4. Match Detection: When the total number of matched words equals numWords, record the left index as a valid start.

Diagram

Study Pattern (SDE3+)

• 0‑3 min: State the uniform length insight and why it enables L independent scans.
• Implementation pass: Walk through the outer offset loop, then the inner slide‑by‑L loop, highlighting the frequency‑map updates and the contraction logic.
• 5 min extension: Discuss how the solution would change if words had variable lengths (e.g., requiring a trie or Aho‑Corasick automaton).

Approaches

• Brute force – enumerate every start index, slice numWords * L characters, and compare multisets. O(n * m * L).
• Optimal – L offset passes with a sliding window and hashmap. O(n) time, O(m) space. (Always pick this)

Optimal Solution

Go

func findSubstring(s string, words []string) []int {
    if len(words) == 0 {
        return nil
    }
    wordLen := len(words[0])
    numWords := len(words)
    n := len(s)

    // Build expected frequency map
    expected := make(map[string]int)
    for _, w := range words {
        expected[w]++
    }

    result := []int{}

    // Iterate over each possible offset
    for offset := 0; offset < wordLen; offset++ {
        left := offset
        cur := make(map[string]int)
        matched := 0
        for right := offset + wordLen; right <= n; right += wordLen {
            piece := s[right-wordLen : right]
            if expected[piece] == 0 { // not a target word
                cur = make(map[string]int)
                matched = 0
                left = right
                continue
            }
            cur[piece]++
            matched++
            // Shrink window if we have too many of this word
            for cur[piece] > expected[piece] {
                leftWord := s[left : left+wordLen]
                cur[leftWord]--
                matched--
                left += wordLen
            }
            if matched == numWords {
                result = append(result, left)
            }
        }
    }
    return result
}

JavaScript

function findSubstring(s, words) {
    if (words.length === 0) return [];
    const wordLen = words[0].length;
    const numWords = words.length;
    const n = s.length;
    const expected = new Map();
    for (const w of words) expected.set(w, (expected.get(w) || 0) + 1);
    const result = [];

    for (let offset = 0; offset < wordLen; offset++) {
        let left = offset;
        const cur = new Map();
        let matched = 0;
        for (let right = offset + wordLen; right <= n; right += wordLen) {
            const piece = s.slice(right - wordLen, right);
            if (!expected.has(piece)) {
                cur.clear();
                matched = 0;
                left = right;
                continue;
            }
            cur.set(piece, (cur.get(piece) || 0) + 1);
            matched++;
            while (cur.get(piece) > expected.get(piece)) {
                const leftWord = s.slice(left, left + wordLen);
                cur.set(leftWord, cur.get(leftWord) - 1);
                matched--;
                left += wordLen;
            }
            if (matched === numWords) result.push(left);
        }
    }
    return result;
}

Walkthrough

Input: s = "barfoothefoobarman", words = ["foo","bar"]

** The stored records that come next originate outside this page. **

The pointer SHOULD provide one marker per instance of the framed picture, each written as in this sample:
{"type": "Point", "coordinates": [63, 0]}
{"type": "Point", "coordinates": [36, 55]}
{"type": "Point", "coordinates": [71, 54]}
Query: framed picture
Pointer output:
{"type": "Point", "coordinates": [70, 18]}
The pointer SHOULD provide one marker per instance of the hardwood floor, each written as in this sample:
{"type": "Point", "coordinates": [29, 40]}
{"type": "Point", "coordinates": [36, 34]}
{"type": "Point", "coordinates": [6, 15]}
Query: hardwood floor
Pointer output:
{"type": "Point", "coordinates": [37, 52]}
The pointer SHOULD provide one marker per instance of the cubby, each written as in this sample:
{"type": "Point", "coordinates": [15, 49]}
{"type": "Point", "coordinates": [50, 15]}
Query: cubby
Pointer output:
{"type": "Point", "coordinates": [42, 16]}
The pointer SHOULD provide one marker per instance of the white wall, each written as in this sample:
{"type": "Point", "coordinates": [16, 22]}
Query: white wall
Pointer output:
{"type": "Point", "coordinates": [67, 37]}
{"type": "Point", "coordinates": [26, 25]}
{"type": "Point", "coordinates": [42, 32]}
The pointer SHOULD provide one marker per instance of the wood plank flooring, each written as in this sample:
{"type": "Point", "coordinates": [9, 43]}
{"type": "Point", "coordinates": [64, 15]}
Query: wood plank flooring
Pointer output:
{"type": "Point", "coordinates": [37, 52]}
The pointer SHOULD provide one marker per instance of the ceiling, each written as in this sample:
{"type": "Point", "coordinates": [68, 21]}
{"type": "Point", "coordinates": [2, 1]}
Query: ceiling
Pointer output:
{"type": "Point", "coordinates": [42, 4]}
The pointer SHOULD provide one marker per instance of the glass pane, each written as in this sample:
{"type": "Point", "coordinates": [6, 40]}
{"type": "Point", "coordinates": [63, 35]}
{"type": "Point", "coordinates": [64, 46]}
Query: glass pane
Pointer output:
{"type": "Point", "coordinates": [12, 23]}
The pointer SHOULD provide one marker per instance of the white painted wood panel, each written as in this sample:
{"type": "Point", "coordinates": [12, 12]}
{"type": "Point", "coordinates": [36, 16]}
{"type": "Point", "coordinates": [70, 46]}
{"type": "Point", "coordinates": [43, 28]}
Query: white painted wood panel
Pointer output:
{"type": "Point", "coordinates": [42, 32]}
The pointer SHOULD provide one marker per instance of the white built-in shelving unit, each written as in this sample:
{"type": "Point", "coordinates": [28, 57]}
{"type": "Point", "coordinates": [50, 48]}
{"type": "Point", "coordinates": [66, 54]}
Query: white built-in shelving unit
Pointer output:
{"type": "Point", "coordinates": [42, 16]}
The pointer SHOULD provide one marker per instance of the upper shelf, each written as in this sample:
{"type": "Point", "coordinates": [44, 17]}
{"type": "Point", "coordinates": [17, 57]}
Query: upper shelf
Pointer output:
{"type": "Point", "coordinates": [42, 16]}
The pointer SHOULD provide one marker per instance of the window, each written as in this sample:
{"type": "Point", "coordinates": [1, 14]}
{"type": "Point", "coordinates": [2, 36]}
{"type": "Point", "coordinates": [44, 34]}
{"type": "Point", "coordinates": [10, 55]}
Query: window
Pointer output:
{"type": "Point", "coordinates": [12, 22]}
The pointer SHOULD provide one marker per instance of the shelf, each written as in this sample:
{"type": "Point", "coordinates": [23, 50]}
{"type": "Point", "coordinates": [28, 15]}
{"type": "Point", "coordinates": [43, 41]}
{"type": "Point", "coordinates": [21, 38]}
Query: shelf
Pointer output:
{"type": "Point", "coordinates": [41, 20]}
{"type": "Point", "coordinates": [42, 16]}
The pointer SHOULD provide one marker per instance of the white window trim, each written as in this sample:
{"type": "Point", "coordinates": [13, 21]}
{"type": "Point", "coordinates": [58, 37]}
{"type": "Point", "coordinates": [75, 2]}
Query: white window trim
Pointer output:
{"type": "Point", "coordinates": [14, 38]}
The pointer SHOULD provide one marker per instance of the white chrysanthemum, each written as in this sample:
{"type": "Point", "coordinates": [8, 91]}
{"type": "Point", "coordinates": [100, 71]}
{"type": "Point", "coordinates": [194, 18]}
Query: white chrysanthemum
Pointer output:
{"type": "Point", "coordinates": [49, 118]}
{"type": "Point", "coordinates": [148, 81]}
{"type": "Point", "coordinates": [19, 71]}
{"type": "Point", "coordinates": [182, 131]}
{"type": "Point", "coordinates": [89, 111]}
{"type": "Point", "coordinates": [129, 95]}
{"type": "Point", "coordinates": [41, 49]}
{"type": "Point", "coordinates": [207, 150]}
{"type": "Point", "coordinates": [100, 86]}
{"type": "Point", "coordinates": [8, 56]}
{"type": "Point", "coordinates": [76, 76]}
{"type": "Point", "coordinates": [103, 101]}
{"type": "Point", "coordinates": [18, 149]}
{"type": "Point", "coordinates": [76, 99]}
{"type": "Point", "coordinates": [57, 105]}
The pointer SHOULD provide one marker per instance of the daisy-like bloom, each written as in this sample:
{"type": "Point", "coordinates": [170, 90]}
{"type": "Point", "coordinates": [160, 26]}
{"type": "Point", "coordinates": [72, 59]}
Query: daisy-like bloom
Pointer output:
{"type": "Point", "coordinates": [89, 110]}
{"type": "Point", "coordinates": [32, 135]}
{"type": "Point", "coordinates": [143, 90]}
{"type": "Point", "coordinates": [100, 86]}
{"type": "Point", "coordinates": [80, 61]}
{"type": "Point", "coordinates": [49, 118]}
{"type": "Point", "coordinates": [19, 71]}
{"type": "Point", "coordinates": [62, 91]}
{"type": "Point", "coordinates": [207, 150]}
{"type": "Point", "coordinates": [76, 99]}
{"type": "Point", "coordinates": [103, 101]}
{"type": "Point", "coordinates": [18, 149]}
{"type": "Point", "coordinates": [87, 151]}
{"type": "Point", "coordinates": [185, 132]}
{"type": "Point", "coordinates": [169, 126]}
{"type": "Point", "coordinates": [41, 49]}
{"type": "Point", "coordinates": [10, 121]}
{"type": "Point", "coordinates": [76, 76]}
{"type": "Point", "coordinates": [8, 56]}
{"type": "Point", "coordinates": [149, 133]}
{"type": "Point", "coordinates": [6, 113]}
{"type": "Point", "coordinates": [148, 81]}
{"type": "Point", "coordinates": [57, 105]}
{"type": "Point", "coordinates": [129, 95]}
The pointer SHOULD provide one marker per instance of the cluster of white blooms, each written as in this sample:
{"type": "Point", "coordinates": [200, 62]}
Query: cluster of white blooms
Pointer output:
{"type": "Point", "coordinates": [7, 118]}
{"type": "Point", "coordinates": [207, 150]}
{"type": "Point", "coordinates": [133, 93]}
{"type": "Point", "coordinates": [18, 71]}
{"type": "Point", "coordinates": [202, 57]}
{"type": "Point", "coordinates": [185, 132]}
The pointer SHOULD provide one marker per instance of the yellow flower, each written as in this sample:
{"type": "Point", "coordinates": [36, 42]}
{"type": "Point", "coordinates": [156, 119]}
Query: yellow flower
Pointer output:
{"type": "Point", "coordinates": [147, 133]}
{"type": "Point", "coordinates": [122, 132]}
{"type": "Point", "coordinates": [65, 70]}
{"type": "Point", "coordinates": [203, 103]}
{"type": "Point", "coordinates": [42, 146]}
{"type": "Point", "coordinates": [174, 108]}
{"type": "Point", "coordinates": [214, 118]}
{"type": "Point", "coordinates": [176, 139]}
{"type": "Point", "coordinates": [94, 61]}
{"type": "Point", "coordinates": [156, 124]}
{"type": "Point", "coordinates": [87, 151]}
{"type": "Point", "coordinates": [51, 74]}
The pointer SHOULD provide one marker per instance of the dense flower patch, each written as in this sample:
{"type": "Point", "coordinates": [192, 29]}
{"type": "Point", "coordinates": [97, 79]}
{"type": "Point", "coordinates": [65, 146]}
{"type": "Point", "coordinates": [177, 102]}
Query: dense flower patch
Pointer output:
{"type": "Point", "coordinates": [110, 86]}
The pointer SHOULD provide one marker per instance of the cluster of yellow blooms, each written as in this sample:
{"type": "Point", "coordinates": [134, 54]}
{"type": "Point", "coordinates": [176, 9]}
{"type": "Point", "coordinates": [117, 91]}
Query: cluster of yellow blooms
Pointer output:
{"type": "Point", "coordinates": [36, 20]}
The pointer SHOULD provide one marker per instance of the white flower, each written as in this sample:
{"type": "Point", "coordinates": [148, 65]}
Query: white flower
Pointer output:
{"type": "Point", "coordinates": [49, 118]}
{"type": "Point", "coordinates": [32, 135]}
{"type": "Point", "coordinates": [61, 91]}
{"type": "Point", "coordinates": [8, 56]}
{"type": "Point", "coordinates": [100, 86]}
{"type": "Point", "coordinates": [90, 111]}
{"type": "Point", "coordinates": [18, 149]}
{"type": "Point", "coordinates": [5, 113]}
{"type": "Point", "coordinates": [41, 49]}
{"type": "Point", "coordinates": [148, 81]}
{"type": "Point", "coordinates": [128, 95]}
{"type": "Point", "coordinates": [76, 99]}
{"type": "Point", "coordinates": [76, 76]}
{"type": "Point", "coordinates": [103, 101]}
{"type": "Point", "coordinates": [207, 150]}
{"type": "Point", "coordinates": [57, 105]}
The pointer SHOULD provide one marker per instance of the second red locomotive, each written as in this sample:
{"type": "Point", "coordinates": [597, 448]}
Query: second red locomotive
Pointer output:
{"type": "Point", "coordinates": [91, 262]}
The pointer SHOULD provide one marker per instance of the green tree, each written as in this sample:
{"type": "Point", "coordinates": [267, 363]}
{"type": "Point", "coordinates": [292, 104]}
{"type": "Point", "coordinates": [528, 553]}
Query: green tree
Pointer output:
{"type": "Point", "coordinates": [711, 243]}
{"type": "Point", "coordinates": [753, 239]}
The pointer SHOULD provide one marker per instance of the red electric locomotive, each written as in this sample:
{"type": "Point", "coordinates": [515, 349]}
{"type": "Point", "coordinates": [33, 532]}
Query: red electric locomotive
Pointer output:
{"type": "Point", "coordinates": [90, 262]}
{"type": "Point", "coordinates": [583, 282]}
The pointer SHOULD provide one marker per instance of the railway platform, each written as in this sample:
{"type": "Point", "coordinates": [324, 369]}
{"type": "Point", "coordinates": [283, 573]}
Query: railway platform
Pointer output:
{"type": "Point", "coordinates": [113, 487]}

• wordLen = 3, numWords = 2
• Offsets 0‑2 are examined.
• Offset 0 yields matches at indices 0 and 9.
• Offsets 1 and 2 produce no matches because the word boundaries mis‑align.
• Final output: [0, 9].

Edge Cases

• words contains duplicates → frequency map handles counts correctly.
• Empty words list → return [].
• s shorter than wordLen * numWords → early exit, no matches.

Pitfalls

• Forgetting to reset the window when encountering a non‑target word (must move left to right).
• Not advancing left enough when a word exceeds its allowed frequency, leading to stale counts.
• Using the wrong slice boundaries (right‑wordLen vs right).

Similar Problems

• [438. Find All Anagrams in a String] – same window logic but with characters.
• [76. Minimum Window Substring] – variable‑size window with need/have counters.
• [567. Permutation in String] – also a fixed‑size window anagram check.

Mind‑Map Tags

#sliding-window #fixed-window #hashmap #word‑token #hard